Cher réalisateur Feltri,
J'ai lu aujourd'hui que Giorgia Meloni, après mille jours de gouvernement, est toujours à 36% dans les urnes. Cela me semble un fait impressionnant. Pourtant, l'opposition continue de l'attacher comme si elle était avec des fruits. Mais s'il a toujours tout ce consensus, ne sera-t-il pas qu'il va bien? Qu'en pensez-vous?
Simone Zema
Cher Simone,
Ce qui frappe Giorgia Meloni, c'est sa capacité extraordinaire à nier toute prédiction. Un millier de jours au gouvernement sont une éternité en période d'alarme politique accélérée. En Italie, et pas seulement, être au pouvoir signifie normalement perdre du consensus, se consommer, devenir ennemis, mécontent tout le monde. Elle ne le fait pas. Elle a inversé la pratique, réécrit les règles de la survie démocratique. Après près de trois ans à Palazzo Chigi, non seulement tient ou chars, mais Giorgia grandit.
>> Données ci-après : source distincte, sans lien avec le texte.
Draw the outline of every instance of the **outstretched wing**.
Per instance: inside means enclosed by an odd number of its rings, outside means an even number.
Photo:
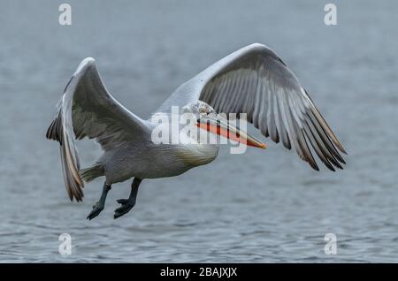
[[[103,149],[110,150],[143,139],[147,132],[145,121],[108,93],[95,60],[84,59],[66,85],[46,134],[60,143],[64,180],[71,200],[81,201],[84,186],[75,140],[96,139]]]
[[[315,170],[310,146],[330,170],[345,163],[338,151],[346,153],[343,147],[307,91],[264,45],[249,45],[218,61],[181,85],[159,110],[198,99],[218,113],[246,113],[265,137],[293,147]]]

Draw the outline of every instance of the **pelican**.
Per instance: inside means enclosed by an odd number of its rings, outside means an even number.
[[[342,169],[341,153],[347,154],[308,92],[270,48],[254,43],[218,60],[180,86],[154,114],[170,114],[172,106],[184,108],[197,118],[197,126],[212,134],[235,132],[238,140],[264,148],[265,144],[211,113],[247,115],[261,133],[319,171],[311,153],[330,170]],[[238,115],[239,118],[239,115]],[[71,201],[81,201],[85,182],[104,177],[103,192],[88,219],[100,214],[111,185],[133,178],[130,195],[117,201],[114,218],[134,205],[144,178],[180,175],[206,164],[218,156],[218,144],[154,143],[156,125],[120,104],[106,89],[94,58],[84,59],[67,83],[47,138],[60,144],[65,186]],[[224,133],[223,133],[224,132]],[[103,149],[90,167],[80,169],[76,140],[95,139]]]

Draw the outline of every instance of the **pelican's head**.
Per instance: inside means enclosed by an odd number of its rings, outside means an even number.
[[[250,147],[265,148],[266,145],[249,135],[243,130],[231,125],[227,118],[203,101],[188,103],[183,108],[184,113],[192,113],[196,117],[196,125],[211,133],[244,143]]]

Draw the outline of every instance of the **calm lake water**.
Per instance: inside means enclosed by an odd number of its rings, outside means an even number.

36% certifiés aujourd'hui par les sondages ne sont pas simplement un nombre. Il s'agit d'une déclaration de confiance populaire. C'est le signe que, malgré les critiques, les médias Lynches, les urgences émergées, les roches européennes, les compromis compromis, la situation internationale difficile, emmêlée et tendue, cette femme continue de représenter une figure de référence pour un tiers des Italiens. Une chose jamais vue auparavant à l'époque républicaine, si nous considérons que les prédécesseurs les plus récents, de Romano Prodi à Matteo Renzi, de Giuseppe Conte à Mario Draghi, tous ont été témoins de l'effondrement du consentement tout en tenant les rênes du pays entre ses mains. Meloni surprend parce qu'il a un mérite rare: il parle une langue compréhensible. Ce n'est pas académique, ce n'est pas fumé, elle dit ce qu'elle pense et fait ce qu'elle dit, malgré toutes les limites et les corrections de race nécessaires. Mais sa cohérence communicative le rend crédible. Et la crédibilité, de nos jours, est versée de l'or.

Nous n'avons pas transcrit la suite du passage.